The string handling is equivalent to ECMAScript 2015 QuoteJSONString, but defined over utf-8 strings instead of utf-16 ones.

The float handling is equivalent to (and quotes from) ECMAScript 2015 ToString Applied to the Number Type, with step 5 replaced as specified in NOTE 2 to result in unique encodings. This spec provides a declarative description of the encoding process, for an algorithmic perspective, there are some papers on the subject such as:

The array and object handling is equivalent to JSON.stringify(value, null, 2), specified in ECMAScript 2015 (except for the object entry ordering, which is not specified in ECMAScript, but implemented this way in v8 and spidermonkey).

Hash Computation

To compute the hash of a value, you can not use the signing encoding directly, but the hash computation is based on it. The signing encoding always results in valid unicode. Represent this unicode in utf-16. This encoding is a sequence of code units, each consisting of two bytes. The data to hash is obtained from these code units by only keeping the less significant byte.

Example: Suppose you want to compute the hash for "ß", the corresponding utf8 is [0x22, 0xC3, 0x9F, 0x22]. In big-endian utf16, this is [(0x22, 0x00), (0xDF, 0x00), (0x22, 0x00)], in little-endian utf16, this is [(0x00, 0x22), (0x00, 0xDF), (0x00, 0x22)]. In both cases, the sequence of less signifiant bytes per code unit is [0x22, 0xDF, 0x22]. That is the byte array over which to compute the hash.
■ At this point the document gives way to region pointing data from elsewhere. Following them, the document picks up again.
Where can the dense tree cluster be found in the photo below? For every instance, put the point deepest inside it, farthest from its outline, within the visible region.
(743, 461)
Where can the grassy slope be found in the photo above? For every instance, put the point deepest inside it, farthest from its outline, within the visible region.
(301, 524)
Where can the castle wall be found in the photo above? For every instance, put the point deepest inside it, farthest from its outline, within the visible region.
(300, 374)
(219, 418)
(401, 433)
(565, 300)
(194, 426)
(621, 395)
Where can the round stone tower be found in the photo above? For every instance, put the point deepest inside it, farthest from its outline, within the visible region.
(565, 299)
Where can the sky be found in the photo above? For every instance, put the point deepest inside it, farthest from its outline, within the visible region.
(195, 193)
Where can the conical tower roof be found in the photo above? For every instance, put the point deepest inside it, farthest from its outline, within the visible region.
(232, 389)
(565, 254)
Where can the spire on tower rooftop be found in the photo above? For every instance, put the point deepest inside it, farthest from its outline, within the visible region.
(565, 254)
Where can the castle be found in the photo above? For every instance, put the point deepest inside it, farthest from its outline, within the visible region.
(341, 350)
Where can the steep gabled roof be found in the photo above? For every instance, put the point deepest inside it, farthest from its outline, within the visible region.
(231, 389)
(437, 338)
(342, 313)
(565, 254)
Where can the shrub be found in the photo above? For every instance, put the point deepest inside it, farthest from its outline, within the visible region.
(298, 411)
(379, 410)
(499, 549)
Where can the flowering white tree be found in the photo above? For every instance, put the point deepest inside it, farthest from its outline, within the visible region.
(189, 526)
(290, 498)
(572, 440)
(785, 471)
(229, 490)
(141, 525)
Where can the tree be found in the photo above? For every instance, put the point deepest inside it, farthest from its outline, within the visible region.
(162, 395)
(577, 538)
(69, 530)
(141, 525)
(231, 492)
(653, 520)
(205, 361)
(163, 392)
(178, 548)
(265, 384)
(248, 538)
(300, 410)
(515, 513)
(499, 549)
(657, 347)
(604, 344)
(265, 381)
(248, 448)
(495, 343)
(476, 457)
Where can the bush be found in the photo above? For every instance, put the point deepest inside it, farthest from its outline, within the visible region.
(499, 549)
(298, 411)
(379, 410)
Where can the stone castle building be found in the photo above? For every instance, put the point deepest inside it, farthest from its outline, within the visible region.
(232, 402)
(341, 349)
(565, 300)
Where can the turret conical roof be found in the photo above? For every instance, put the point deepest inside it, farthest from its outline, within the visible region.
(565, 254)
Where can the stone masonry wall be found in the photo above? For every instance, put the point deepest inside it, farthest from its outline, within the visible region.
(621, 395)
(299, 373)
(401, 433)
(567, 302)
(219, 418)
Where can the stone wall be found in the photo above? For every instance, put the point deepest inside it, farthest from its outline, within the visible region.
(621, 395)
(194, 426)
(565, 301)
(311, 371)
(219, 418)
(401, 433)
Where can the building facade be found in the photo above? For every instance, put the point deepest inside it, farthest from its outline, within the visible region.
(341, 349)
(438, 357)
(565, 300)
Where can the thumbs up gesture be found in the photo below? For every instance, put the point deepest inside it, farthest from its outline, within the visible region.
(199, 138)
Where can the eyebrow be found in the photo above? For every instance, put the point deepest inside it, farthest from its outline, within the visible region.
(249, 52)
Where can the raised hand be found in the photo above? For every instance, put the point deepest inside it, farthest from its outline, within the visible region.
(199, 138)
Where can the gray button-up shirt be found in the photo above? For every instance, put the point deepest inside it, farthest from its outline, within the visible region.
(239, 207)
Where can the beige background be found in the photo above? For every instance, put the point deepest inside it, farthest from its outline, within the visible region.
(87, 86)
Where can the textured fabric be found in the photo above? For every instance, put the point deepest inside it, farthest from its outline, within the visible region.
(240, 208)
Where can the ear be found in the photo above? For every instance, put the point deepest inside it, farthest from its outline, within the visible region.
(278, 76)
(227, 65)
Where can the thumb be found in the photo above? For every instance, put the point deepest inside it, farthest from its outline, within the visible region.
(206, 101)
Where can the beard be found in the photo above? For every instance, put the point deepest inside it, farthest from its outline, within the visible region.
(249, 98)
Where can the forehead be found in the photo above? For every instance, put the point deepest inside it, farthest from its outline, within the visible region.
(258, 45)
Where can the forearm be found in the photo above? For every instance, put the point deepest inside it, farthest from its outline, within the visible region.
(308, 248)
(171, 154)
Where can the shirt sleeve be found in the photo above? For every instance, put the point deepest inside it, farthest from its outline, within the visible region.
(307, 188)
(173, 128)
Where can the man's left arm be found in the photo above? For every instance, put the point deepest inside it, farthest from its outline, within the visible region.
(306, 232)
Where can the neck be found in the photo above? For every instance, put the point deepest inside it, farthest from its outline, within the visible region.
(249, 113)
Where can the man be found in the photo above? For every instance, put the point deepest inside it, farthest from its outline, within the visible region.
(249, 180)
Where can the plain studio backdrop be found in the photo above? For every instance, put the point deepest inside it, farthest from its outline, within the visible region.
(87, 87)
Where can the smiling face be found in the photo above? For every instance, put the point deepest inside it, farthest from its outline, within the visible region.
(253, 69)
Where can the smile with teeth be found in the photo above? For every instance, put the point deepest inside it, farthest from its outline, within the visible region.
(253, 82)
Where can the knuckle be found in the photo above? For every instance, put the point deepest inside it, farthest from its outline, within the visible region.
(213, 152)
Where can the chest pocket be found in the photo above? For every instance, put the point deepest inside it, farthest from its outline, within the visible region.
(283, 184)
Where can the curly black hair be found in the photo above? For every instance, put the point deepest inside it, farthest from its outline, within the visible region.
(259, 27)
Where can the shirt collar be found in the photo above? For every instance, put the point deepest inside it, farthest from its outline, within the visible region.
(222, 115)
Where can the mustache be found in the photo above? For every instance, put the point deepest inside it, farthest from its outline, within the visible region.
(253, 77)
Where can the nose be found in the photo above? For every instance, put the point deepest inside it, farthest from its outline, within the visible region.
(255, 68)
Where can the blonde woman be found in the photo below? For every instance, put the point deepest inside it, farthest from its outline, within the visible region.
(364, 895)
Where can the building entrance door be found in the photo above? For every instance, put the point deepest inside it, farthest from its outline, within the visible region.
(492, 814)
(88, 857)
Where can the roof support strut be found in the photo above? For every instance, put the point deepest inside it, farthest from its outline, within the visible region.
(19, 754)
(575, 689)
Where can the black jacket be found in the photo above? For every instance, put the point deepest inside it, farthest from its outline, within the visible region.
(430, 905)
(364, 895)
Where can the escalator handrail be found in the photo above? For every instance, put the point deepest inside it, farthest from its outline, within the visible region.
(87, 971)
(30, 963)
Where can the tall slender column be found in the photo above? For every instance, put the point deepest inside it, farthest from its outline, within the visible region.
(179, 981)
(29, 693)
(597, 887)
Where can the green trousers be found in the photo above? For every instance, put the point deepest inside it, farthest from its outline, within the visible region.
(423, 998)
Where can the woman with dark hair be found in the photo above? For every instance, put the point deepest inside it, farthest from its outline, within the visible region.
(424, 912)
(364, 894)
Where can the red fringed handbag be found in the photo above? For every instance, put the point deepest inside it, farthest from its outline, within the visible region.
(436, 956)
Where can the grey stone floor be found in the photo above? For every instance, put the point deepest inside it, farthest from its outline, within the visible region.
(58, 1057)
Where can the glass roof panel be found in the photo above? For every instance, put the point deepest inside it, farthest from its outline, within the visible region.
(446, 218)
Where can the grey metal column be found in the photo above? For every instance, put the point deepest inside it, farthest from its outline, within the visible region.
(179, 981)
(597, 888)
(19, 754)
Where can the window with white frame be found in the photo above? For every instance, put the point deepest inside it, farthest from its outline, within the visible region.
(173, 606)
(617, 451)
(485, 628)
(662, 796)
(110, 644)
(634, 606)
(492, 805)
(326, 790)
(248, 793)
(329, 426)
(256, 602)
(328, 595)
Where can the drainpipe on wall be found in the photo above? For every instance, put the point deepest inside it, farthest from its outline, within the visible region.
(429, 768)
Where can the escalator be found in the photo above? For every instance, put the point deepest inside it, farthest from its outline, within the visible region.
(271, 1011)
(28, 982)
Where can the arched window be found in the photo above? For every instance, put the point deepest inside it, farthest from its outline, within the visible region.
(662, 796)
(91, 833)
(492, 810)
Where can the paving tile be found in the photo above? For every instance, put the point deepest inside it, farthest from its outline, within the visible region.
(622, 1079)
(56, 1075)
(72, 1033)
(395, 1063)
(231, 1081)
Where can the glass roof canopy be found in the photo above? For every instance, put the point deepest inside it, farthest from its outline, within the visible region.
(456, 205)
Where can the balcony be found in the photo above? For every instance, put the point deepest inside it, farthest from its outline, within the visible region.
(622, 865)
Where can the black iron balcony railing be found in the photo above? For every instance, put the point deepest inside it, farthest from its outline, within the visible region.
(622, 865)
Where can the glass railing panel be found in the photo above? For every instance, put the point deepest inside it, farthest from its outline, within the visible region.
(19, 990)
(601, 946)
Note that this means that two strings with different utf-8 encodings can result in the same hash, due to the information in the more significant byte of the utf-16 encoding being dropped.

Length Computation

Ssb places a limit on the size of messages. To compute the length of a value, compute the signing encoding (which is always valid unicode), reencode that unicode as utf16, then count the number of code units.

JSON Transport Encoding

In addition to the signing format, messages can be encoded as ECMA-404 json, with the following differences:

  • numbers may not be negative zero
  • numbers may not round to positive infinity, negative infinity or negative zero IEEE 754 64 bit floating point numbers
  • strings may not be longer than 2^53 - 1 bytes
  • arrays and object may not contain more than 2^32 - 1 entries
  • objects may not contain multiple entries with the same key
  • in strings, unicode escape sequences of code points greater than U+FFFF must be interpreted as a single code point, not as an explicit surrogate pair
  • escape sequences of surrogate code points must be matched: Each escape sequence for a high surrogate must be followed by an escape sequence for a low surrogate, and any escape sequence for a low surrogate must be preceded by an escape sequence for a high surrogate

The signing format itself is a subset of this, but this format can be more compact (by omitting all whitespace). This compact form is used by ssb server implementations for message exchange with other servers.